Selected as finalist of the prestigious Bio Art and Design Award, I collaborated with the Mycrosystems group at Technical University of Eindhoven on a joint project proposal for a 6 months residency.
Carbon Positive aims to demonstrate how microfluidics research and design thinking can be brought together to engineer sustainable solutions to global challenges.
Inspired by marine organisms that use biomineralisation pro- cesses at ambient temperature to sequester CO2 dissolved in marine water and transform it in a building block for their shells.
The experimental work presented in ‘Self-assembly of amorphous calcium carbonate microlens array’, published by Lee et al. in 2012 was instrumental. The team was able to self-assemble CaCO3 microlens spheres with uniform size, at ambient temperature, by reacting a specific liquid with CO2 present in the local environment. The reaction happens at the interface between liquid and air, at ambient temperature.

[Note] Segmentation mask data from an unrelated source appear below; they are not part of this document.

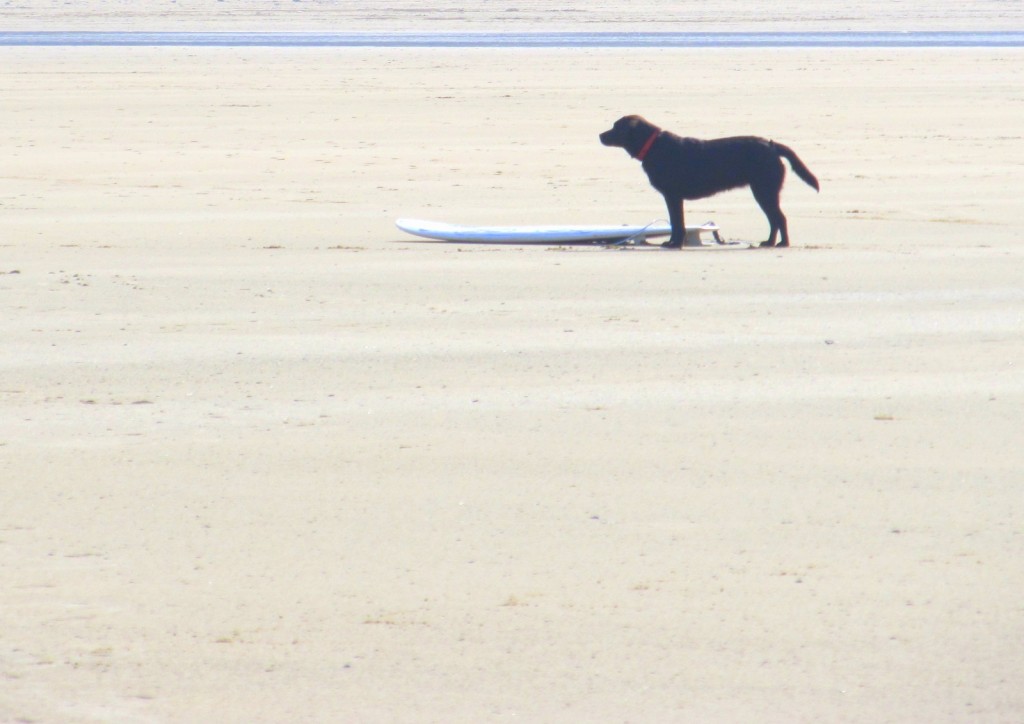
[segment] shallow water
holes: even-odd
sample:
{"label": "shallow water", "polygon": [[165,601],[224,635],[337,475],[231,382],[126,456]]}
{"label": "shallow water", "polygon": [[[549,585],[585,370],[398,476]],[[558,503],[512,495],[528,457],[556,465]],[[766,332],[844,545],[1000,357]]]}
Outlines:
{"label": "shallow water", "polygon": [[1024,31],[915,32],[0,32],[6,46],[263,46],[428,48],[1006,48]]}

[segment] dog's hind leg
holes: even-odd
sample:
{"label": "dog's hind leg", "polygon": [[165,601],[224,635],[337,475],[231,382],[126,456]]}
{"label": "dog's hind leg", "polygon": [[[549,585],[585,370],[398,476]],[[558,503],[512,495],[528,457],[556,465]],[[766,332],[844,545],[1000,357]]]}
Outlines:
{"label": "dog's hind leg", "polygon": [[666,249],[679,249],[683,246],[683,240],[686,239],[686,217],[683,213],[683,200],[666,196],[665,204],[668,206],[669,223],[672,224],[672,236],[662,246]]}
{"label": "dog's hind leg", "polygon": [[[771,228],[768,241],[761,242],[761,246],[789,246],[786,215],[782,213],[782,207],[779,206],[779,192],[782,190],[781,180],[778,184],[751,184],[750,190],[754,192],[754,199],[764,211],[764,215],[768,217],[768,224]],[[775,243],[776,236],[780,237],[777,245]]]}

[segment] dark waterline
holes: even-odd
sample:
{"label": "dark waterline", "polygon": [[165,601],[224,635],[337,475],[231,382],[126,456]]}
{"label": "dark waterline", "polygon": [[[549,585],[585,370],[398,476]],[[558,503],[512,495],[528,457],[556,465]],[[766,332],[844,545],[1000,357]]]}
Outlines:
{"label": "dark waterline", "polygon": [[0,46],[271,48],[1020,48],[1024,31],[799,33],[0,32]]}

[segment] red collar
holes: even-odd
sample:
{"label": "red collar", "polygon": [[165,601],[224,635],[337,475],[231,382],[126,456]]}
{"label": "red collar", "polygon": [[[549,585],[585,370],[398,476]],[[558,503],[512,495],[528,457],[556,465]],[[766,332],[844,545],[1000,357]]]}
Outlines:
{"label": "red collar", "polygon": [[651,150],[651,146],[658,140],[658,136],[661,135],[660,130],[655,130],[650,137],[644,142],[644,145],[640,147],[640,151],[634,156],[637,161],[643,161],[647,157],[647,152]]}

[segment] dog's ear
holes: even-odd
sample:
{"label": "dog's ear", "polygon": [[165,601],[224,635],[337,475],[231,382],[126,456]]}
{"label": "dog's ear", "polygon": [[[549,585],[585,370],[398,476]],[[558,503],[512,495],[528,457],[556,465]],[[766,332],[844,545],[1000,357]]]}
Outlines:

I asked a simple question: could these strategies be adapted to sequester CO2 from the urban environment and build useful materials?
Proof of Concept prototype
We designed an energy-efficient, self-propelled microfluidic device that would harness natural bio-mineralisation reactions demonstrated in the experimental work cited above.
The device would exploits capillary forces and gravity to power and run itself, without the need of external energy inputs.
Capturing environmental CO2 from the air, through an engineered precipitation process, it would bind the particles in a safe material form.
The resulting material is the same material of marine shells, calcium carbonate, but obtained in perfect spherical forms that can be used for other purposes.
Taking advantage of the micro-fluidic precision, we aimed to maximise the efficiency of the bio-chemical process for sustainable carbon sequestration applications, inspired by circular systems.